2. Soi comme un autre : la mort d’Antinoüs pour Yourcenar
Yourcenar doit penser comme Hadrien pour raconter sa vie. Elle a dû s’imaginer la vie et les pensées de cet homme, « refaire du dedans ce que les archéologues du XIXe ont fait du dehors » (carnet de notes).
3. Antinous et Pétrocle. Un livre humaniste sur la transmission et la culture
Ainsi, cette histoire entre deux individus prend bien une valeur universelle. On remarquera dans le roman les fréquentes analogies du couple Hadrien/Antinoüs au couple Achille/Patrocle. La mise en abyme est une manière d’inviter à lire cette histoire dans son universalité.

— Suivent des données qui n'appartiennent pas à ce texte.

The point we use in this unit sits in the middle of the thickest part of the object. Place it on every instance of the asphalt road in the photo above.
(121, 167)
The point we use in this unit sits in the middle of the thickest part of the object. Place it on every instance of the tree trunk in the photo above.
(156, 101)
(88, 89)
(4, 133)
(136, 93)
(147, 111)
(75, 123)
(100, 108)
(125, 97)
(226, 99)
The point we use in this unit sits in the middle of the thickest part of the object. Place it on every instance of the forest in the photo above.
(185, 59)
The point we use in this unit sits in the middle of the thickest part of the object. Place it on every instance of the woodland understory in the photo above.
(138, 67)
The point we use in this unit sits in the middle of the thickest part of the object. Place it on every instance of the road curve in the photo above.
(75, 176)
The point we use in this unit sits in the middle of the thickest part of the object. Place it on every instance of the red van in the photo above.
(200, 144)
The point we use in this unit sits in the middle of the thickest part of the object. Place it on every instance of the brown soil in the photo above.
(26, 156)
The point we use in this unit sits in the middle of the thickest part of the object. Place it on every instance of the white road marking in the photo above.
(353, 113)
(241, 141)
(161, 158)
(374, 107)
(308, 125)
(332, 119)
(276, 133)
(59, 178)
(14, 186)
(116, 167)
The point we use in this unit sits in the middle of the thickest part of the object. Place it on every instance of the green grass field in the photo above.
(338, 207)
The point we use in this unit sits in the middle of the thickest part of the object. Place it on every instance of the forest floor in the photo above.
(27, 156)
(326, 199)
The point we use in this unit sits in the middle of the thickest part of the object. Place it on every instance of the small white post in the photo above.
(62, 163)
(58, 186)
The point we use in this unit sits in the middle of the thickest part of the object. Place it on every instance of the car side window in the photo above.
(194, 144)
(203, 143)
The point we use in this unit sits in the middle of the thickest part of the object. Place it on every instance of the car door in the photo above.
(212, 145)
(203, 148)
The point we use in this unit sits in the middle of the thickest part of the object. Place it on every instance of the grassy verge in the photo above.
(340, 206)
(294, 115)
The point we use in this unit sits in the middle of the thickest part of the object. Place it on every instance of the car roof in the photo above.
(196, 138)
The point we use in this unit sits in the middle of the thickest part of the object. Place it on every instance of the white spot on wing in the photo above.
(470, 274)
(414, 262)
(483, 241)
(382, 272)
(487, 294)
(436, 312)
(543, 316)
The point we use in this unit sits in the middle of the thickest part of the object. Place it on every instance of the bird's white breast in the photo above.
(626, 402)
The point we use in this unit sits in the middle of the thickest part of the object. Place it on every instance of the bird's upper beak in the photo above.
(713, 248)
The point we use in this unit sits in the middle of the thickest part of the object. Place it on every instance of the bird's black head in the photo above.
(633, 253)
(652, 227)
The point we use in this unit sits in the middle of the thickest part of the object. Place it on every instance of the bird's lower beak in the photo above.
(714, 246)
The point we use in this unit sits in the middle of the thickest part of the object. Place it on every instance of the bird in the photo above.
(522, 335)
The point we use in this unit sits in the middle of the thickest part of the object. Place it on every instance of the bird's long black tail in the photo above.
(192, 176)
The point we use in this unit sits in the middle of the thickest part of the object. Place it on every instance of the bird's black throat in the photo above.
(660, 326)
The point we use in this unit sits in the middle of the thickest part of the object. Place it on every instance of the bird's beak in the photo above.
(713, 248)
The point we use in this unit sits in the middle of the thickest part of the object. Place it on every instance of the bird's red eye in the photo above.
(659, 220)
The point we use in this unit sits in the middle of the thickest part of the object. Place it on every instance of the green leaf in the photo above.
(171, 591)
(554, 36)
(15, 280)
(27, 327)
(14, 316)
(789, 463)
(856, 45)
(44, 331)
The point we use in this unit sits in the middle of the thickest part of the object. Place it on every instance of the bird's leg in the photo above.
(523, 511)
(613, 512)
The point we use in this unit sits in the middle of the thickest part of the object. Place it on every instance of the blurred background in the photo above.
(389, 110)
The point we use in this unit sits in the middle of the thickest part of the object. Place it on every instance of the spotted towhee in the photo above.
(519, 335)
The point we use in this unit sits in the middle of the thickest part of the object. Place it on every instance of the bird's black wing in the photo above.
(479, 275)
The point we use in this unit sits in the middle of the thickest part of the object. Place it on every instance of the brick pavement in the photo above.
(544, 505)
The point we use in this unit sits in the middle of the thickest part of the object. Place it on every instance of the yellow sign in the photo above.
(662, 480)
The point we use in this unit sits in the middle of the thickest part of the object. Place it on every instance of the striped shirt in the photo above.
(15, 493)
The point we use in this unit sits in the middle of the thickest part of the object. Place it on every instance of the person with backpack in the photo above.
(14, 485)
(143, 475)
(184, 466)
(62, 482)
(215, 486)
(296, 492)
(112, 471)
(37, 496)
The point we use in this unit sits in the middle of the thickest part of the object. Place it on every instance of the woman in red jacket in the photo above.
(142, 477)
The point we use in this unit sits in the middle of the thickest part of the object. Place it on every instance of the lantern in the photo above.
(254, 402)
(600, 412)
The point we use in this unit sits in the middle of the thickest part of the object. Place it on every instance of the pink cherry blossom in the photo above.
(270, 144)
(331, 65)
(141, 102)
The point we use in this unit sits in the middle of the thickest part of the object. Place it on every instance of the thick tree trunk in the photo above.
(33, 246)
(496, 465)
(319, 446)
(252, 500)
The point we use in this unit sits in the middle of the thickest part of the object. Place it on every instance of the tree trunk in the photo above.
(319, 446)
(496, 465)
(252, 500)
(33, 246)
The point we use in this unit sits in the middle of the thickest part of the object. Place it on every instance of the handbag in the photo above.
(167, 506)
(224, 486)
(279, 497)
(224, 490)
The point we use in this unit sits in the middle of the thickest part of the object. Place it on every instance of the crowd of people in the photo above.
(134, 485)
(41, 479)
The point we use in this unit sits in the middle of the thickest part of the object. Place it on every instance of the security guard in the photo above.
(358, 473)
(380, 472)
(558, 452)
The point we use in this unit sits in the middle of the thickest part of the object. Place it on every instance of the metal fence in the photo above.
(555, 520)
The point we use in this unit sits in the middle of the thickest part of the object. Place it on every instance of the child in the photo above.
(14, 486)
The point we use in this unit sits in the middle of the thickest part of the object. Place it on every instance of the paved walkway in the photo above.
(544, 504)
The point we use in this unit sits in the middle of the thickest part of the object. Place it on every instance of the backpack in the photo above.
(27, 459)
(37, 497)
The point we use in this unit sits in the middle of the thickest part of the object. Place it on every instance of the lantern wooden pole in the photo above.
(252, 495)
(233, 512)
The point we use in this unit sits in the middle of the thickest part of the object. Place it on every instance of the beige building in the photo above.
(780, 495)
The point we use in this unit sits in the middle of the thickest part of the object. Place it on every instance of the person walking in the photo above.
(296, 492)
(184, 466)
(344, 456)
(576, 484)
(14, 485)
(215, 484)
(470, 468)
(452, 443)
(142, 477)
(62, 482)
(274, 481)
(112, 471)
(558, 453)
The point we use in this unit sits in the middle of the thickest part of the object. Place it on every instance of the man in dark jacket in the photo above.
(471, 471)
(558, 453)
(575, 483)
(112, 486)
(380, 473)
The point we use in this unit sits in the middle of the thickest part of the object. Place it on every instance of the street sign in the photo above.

Ex : p. 194 : « saeculum aureum : Antinous se recueille sur la tombe de Pétrocle. « je tournai en dérision ces fidélités passionnées qui fleurissent surtout dans les livres ; le bel être insulté rougit jusqu’au sang ». Cette page, mise en abyme, permet d’insister sur l’importance d’une culture humaniste transmettant valeurs et émotions. Il sera de nouveau question d’Achille et Patrocle p. 296 au tout début de « Patienta ».
Le plus souvent, la première partie va dans le sens du sujet et montre en quoi il se tient.
Conseil : bien connaître les titres des parties du roman et sa structure. Connaître également les pages sur la mort d’Antinoüs, car elles peuvent servir dans beaucoup de sujets sur l’œuvre étant donné l’importance de l’événement dans le roman.
Question 5
Rédiger une conclusion.
Les nombreuses effigies d’Antinoüs dans l’empire sont un rappel que l’art est la tentative et le moyen de capter ce qui fait l’essence de la vie de l’homme, et donc de la vie d’un homme. Les échos mythiques innombrables à l’amour d’Hadrien pour Antinoüs en sont une autre forme de représentation : le rendre mythique, c’est lui donner la possibilité de transcender les siècles. La mort d’Antinoüs fait sombrer Hadrien seul, mais cette histoire de terrible chagrin devient moment historique dans l’Empire, et expérience de lecture à portée universelle.
En ouverture : songeons à d’autres formes d’expression du deuil dans la littérature, comme le trait de points représentant le silence dans le poème daté de la mort de Léopoldine, dans « Pauca Meae » de Victor Hugo.